Оба сразу же посмотрели на закрытую дверь кухни – на сей раз они находились в доме не одни. Эстер вздохнула и провела рукой по волосам, и Габриэл заметил, что рука дрожит – сдержанность давалась девушке с трудом.

– Так ты считаешь, женщина, что я готов бежать с тобой и где-то вести греховную жизнь только из-за слов о брыкающемся ребенке в твоем животе? Неужели ты правда думаешь, будто я такой дурак? Моя жизнь мне не принадлежит – я выполняю Божью работу. Не принадлежит даже этому ребенку – если, конечно, он мой.

– Этот ребенок твой. И нечего об этом больше говорить. А что касается греховной жизни, то не так давно, как раз в этой кухне ты ни к чему так не стремился, как именно к ней.

– Да, – кивнул он, поднимаясь и отворачиваясь от нее. – Я поддался искушению и пал. Я не первый мужчина, согрешивший из-за распутной женщины.

– Поосторожнее со словами, – осадила его Эстер. – Я тоже не первая девушка, соблазненная святошей.

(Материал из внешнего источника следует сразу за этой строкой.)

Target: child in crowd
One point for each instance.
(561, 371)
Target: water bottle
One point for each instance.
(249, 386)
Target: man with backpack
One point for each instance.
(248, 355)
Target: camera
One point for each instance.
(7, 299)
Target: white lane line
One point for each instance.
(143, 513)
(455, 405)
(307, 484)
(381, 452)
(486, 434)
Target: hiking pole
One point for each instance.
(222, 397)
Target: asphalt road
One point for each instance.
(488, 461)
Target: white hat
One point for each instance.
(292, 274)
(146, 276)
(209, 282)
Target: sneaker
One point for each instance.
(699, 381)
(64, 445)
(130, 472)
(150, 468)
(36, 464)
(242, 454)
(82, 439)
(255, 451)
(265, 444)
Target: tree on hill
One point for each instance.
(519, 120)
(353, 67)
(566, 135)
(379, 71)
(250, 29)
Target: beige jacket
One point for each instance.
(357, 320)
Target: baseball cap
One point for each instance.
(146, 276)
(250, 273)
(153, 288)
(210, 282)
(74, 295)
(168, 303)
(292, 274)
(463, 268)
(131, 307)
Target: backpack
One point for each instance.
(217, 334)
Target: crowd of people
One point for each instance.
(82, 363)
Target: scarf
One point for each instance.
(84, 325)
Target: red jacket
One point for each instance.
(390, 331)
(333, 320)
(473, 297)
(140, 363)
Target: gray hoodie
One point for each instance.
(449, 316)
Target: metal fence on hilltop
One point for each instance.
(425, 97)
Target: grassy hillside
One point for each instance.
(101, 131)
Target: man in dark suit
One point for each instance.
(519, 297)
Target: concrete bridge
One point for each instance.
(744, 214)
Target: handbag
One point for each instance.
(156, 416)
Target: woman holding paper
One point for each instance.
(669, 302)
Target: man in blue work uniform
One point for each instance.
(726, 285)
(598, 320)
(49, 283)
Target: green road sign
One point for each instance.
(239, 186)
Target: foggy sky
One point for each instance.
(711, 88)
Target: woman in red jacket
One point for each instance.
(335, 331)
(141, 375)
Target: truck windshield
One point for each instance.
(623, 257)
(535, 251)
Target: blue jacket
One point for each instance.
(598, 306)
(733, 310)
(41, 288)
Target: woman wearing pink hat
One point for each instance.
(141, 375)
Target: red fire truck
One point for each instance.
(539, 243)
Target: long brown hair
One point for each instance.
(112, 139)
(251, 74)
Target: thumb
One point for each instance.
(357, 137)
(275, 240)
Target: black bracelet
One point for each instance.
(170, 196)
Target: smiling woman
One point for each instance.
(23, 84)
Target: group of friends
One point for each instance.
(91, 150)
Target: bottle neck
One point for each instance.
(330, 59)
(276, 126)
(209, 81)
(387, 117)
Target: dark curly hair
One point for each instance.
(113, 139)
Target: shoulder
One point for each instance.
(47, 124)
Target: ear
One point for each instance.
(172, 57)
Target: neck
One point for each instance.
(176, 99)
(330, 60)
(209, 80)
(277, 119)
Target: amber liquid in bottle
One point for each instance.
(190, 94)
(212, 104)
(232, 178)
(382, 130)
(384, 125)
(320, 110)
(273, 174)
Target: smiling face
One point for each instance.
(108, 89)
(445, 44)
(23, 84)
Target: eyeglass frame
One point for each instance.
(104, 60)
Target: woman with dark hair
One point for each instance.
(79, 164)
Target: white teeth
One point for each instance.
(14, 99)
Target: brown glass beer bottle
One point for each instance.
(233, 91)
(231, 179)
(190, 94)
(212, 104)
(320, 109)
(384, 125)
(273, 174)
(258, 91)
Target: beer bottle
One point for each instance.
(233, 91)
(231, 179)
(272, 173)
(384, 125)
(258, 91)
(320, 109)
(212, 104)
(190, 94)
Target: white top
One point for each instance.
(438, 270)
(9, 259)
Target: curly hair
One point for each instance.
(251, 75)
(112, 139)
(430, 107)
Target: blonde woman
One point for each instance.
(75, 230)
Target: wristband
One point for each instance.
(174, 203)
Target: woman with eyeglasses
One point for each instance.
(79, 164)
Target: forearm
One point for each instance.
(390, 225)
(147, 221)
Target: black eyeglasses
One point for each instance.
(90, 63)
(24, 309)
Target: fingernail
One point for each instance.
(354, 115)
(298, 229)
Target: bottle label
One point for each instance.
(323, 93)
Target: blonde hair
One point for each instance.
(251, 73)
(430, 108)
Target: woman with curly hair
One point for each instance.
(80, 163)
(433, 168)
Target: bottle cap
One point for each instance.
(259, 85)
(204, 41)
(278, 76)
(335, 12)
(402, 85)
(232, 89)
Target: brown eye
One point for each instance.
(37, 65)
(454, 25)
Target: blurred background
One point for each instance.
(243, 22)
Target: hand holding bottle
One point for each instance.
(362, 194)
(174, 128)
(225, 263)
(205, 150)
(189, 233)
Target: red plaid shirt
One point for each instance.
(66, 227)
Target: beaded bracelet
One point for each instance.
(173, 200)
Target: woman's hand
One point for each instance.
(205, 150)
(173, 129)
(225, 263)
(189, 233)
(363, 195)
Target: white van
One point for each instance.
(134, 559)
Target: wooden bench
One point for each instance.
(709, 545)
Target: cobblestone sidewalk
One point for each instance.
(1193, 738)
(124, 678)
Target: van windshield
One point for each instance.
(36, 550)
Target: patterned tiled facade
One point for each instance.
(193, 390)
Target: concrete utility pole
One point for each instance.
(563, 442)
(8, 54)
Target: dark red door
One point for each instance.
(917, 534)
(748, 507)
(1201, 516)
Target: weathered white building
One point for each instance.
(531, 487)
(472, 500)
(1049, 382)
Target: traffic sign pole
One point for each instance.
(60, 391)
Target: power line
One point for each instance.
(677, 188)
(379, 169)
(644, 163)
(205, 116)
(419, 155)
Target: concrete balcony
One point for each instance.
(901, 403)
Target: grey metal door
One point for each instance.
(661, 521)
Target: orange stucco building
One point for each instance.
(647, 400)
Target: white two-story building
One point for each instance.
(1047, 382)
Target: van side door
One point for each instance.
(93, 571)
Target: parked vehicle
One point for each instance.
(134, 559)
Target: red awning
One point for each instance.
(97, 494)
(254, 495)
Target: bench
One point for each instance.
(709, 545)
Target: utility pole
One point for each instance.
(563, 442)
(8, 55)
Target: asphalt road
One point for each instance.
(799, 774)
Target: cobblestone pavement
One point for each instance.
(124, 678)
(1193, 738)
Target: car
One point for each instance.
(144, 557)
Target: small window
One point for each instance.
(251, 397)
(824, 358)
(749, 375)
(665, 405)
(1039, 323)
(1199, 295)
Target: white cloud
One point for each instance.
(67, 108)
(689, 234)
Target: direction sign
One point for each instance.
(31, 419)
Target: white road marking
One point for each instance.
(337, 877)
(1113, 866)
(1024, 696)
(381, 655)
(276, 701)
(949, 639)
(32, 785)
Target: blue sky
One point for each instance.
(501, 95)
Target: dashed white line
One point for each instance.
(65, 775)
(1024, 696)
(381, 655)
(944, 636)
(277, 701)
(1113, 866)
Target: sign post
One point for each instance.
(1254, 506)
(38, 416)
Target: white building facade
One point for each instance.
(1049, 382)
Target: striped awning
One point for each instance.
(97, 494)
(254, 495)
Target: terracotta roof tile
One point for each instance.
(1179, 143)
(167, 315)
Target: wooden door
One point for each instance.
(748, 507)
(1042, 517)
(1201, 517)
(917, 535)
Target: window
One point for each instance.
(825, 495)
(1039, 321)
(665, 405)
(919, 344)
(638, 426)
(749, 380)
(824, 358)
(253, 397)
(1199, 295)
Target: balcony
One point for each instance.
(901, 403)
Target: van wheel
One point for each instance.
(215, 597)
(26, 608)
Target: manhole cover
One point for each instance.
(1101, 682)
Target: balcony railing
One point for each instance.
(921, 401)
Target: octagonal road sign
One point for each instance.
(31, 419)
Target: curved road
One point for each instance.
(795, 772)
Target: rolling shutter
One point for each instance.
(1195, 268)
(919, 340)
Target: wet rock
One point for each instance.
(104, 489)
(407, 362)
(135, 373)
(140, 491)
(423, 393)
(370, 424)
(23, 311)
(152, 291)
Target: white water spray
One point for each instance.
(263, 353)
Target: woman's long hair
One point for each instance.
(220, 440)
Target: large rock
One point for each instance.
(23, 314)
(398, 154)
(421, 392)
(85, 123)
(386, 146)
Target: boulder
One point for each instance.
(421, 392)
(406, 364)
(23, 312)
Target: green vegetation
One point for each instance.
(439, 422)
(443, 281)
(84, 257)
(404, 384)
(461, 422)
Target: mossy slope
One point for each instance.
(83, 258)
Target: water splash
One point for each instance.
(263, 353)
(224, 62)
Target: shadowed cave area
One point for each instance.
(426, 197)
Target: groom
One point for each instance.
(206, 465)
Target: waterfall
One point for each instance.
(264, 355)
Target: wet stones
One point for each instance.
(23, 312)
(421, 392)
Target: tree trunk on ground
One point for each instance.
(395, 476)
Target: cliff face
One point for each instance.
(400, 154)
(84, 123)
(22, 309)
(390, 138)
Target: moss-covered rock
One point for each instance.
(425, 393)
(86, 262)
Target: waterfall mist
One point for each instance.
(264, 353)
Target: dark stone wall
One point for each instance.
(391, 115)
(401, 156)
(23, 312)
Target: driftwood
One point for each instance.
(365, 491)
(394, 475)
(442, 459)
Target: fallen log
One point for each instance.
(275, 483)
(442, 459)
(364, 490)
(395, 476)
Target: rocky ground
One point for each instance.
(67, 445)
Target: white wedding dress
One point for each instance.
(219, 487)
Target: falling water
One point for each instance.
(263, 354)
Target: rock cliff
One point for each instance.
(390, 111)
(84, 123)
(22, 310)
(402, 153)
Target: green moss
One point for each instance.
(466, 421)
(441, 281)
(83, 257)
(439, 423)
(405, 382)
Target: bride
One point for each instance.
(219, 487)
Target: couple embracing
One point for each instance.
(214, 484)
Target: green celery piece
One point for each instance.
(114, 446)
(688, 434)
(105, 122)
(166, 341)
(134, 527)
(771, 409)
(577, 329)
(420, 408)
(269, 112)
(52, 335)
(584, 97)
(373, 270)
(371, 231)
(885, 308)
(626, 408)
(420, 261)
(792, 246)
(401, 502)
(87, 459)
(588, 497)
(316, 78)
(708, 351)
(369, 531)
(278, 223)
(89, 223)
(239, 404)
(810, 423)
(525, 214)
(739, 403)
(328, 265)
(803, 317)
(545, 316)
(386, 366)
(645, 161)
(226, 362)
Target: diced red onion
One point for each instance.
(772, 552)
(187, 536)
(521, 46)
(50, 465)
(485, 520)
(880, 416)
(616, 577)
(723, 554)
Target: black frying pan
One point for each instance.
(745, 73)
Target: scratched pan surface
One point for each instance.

– Соблазненная? – воскликнул Габриэл. – Ты? Разве тебя можно соблазнить? Да ты шляешься по улицам, как последняя шлюха, тебе бы только веселиться! И смотришь мне в глаза и говоришь, что тебя соблазнили? Не будь меня – был бы другой.

– Но был ты, – заявила она. – И я хочу знать, что мы будем делать.

Габриэл взглянул на Эстер. Выражение ее лица было холодным и жестким – в этот момент она была некрасива, такой прежде он ее не видел.

– Не знаю, – сказал он, – что мы будем делать. Но могу посоветовать, что делать тебе. Выходи замуж за одного из тех парней, с кем болталась по подворотням. Я с тобой никуда не поеду.

Эстер опустилась на стул, глядя на него с презрением. Опустилась – как рухнула, словно ее ударили. Габриэл понимал – она собирается с духом; потом Эстер заговорила, и то, что она произнесла, повергло его в ужас.

– А если я расскажу обо всем в городе – твоей жене, прихожанам церкви и остальным, как тогда, преподобный?

– Ты думаешь, кто-нибудь поверит тебе? – спросил он, чувствуя, как погружается в зловещую пучину одиночества.

Эстер рассмеялась:

– Кто-нибудь да поверит, и этого хватит, чтобы отравить тебе жизнь. – Она следила за ним. Габриэл мерил шагами кухню, стараясь не смотреть на Эстер. – Вспомни первый вечер, и нас прямо здесь, на чертовом полу, у белого семейства, и тогда ты поймешь, что поздно рассказывать мне байки о своей святости. Впрочем, плевать, ври, если тебе так удобнее, но для себя не вижу причин, чтобы страдать из-за твоего вранья.

– Можешь трепать языком, сколько хочешь, только помни: тебе от этого лучше не будет.

– А я не стремлюсь казаться святой. Ты женатый человек, проповедник – так кого будут осуждать сильнее?